Home AffairesL’opération Trump au Venezuela permet désormais à Telefónica d’acquérir plus facilement Vodafone Espagne

L’opération Trump au Venezuela permet désormais à Telefónica d’acquérir plus facilement Vodafone Espagne

by Amélie Bernard

Publié le 10 janvier 2026 13:23:00. L’arrestation de Nicolás Maduro aux États-Unis a créé une onde de choc économique, notamment pour les entreprises espagnoles investies au Venezuela, et relance les perspectives de consolidation dans le secteur des télécommunications en Europe.

  • L’opération de vente de la filiale vénézuélienne de Telefónica, initialement précipitée, est désormais ralentie en raison des incertitudes persistantes.
  • Le rachat de Vodafone Espagne par Telefónica, qui avait gagné en plausibilité, se heurte désormais à un vent contraire.
  • Telefónica ambitionne de se désengager de plusieurs pays d’Amérique latine, dont le Venezuela, mais l’incertitude politique actuelle freine les projets de désinvestissement.

L’arrestation de Nicolás Maduro le 3 janvier aux États-Unis a des répercussions qui dépassent le cadre politique. Les entreprises espagnoles, notamment celles ayant des intérêts au Venezuela comme Repsol, Mapfre et Telefónica, observent de près l’évolution de la situation et anticipent des changements majeurs. Si le pays sud-américain est désormais sous une forme de protectorat gouvernemental américain, certaines opportunités se dessinent, tandis que d’autres sont remises en question.

Concrètement, la vente de la filiale vénézuélienne de Telefónica, qui semblait s’accélérer, est désormais freinée par les incertitudes à court terme.
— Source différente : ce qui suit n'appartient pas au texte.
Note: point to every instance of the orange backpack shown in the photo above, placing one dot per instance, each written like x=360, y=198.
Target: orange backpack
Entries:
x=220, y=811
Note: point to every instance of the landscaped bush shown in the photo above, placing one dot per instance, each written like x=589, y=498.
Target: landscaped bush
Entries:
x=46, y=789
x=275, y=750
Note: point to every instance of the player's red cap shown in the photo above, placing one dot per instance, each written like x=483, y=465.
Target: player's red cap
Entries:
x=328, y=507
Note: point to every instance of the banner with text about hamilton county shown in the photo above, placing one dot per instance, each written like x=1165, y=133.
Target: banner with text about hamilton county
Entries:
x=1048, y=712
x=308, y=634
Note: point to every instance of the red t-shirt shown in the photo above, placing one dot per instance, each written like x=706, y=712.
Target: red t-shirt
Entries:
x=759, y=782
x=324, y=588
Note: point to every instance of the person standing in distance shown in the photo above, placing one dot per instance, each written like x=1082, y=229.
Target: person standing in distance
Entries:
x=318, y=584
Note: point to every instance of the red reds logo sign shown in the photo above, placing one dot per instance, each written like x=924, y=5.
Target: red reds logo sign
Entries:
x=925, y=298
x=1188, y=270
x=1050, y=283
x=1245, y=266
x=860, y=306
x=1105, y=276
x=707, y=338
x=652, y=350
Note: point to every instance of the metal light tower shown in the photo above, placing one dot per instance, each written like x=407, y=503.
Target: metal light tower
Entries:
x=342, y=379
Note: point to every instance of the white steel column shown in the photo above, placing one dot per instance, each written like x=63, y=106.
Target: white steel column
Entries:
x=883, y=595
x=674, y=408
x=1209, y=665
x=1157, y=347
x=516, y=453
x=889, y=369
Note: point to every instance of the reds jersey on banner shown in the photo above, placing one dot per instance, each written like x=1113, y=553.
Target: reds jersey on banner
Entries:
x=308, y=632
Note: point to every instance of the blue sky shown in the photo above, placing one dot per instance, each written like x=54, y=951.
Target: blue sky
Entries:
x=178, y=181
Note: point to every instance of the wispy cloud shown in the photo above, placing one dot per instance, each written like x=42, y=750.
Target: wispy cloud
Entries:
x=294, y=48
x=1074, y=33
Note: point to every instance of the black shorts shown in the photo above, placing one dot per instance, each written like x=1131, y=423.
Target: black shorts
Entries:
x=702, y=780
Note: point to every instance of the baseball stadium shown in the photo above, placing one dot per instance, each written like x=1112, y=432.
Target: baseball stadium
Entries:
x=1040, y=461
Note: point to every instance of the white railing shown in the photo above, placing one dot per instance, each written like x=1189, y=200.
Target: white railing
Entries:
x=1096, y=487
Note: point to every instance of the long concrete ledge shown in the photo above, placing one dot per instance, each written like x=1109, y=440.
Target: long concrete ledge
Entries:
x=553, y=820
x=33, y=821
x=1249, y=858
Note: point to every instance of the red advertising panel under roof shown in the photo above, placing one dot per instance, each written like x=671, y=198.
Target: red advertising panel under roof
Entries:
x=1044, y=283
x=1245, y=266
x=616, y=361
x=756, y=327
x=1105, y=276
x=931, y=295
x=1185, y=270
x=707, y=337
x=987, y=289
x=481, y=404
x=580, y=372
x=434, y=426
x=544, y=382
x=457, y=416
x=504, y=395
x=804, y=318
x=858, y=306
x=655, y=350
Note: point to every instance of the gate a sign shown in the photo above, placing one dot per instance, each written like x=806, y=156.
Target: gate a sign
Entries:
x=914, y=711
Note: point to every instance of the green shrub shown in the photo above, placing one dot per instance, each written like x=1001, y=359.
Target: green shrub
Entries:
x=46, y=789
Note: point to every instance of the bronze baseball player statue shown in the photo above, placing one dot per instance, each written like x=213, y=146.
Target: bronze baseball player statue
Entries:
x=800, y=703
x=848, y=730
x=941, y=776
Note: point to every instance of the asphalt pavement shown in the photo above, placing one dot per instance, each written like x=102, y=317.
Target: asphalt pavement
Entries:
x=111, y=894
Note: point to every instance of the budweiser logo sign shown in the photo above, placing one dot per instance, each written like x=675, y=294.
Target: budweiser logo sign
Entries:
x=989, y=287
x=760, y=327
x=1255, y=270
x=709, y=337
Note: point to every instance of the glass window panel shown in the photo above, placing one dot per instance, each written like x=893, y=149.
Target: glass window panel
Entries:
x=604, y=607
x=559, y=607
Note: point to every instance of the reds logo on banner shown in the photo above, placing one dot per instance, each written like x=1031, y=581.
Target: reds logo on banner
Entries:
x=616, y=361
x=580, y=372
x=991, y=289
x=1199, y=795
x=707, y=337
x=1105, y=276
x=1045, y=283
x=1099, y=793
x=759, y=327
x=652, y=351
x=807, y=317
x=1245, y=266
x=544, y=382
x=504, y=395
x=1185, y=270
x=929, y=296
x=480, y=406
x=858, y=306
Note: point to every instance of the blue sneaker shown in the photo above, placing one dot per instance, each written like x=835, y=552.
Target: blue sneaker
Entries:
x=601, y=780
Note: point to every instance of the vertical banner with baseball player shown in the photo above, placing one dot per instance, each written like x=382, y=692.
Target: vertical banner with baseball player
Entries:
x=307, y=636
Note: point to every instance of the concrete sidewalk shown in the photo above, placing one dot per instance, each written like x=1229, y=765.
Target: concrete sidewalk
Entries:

Les experts soulignent qu’il est prématuré de précipiter une décision dans un contexte aussi mouvant. Cependant, cette situation crée un nouveau contexte pour Telefónica, qui cherche à se concentrer sur le marché européen.

Le rachat de Vodafone Espagne, dont l’acquisition par le fonds britannique Zegona était en discussion, se complique. L’opération, qui s’inscrivait dans une stratégie de consolidation européenne du secteur des télécommunications, se heurte désormais à des obstacles. Selon des sources financières britanniques, la société présidée par Marc Murtra maintient son objectif de consolider le secteur européen des télécoms, une vision partagée par la PDG d’Orange, Christel Heidemann, et qui implique de réduire le nombre d’opérateurs par pays pour favoriser l’émergence de champions nationaux.

Pour Telefónica, l’acquisition de Vodafone Espagne, aux mains de Zegona, représente une alternative stratégique. Des intermédiaires financiers britanniques familiers avec les négociations expliquent que cette option est devenue plus réaliste il y a quelques jours, avant l’arrestation de Maduro.

Les sources indiquent que l’incapacité de Telefónica à se retirer du Venezuela jusqu’à présent était due à l’influence de l’ancien président espagnol José Luis Rodríguez-Zapatero, en plus des difficultés inhérentes à l’activité dans un pays gouverné par Maduro. Avec le nouveau régime imposé par les États-Unis, les négociations pourraient être relancées, mais rien n’est encore certain.

Marc Murtra a clairement indiqué, lors de la présentation du plan stratégique en novembre dernier, que la vente de l’ensemble de ses actifs en Amérique latine, à l’exception du Brésil, était une priorité. Cette région, qu’ils appellent “Hispam”, représente un potentiel de désinvestissement important.

Telefónica envisage de se séparer de ses filiales au Mexique, au Chili et au Venezuela. Le processus de désinvestissement avait été initié sous la présidence de José María Álvarez-Pallete et Marc Murtra compte le mener à bien. La vente des actifs au Mexique et au Chili ne devrait pas poser de problème majeur, mais la situation au Venezuela était, jusqu’à récemment, bloquée au niveau administratif.

Le Venezuela, bien que représentant 212 millions d’euros de bénéfices en 2024, était considéré comme un fardeau en raison de la corruption et de la crise économique. L’accord du régime chaviste était indispensable pour toute transaction.

L’arrestation de Maduro et la prise de contrôle du pays par les États-Unis pourraient faciliter le désinvestissement de Telefónica, mais à court terme, tout est suspendu. L’incertitude quant à l’avenir du pays et à sa situation économique freine les projets de vente. Cependant, si un nouveau régime améliore la situation économique, la valeur de Telefónica Venezuela pourrait augmenter considérablement.

Présente au Venezuela depuis 2004, suite à l’acquisition des actifs de Bell South, Telefónica a connu une transformation radicale, passant d’une source de revenus importante à un coût significatif en raison de la détérioration de la situation économique et politique.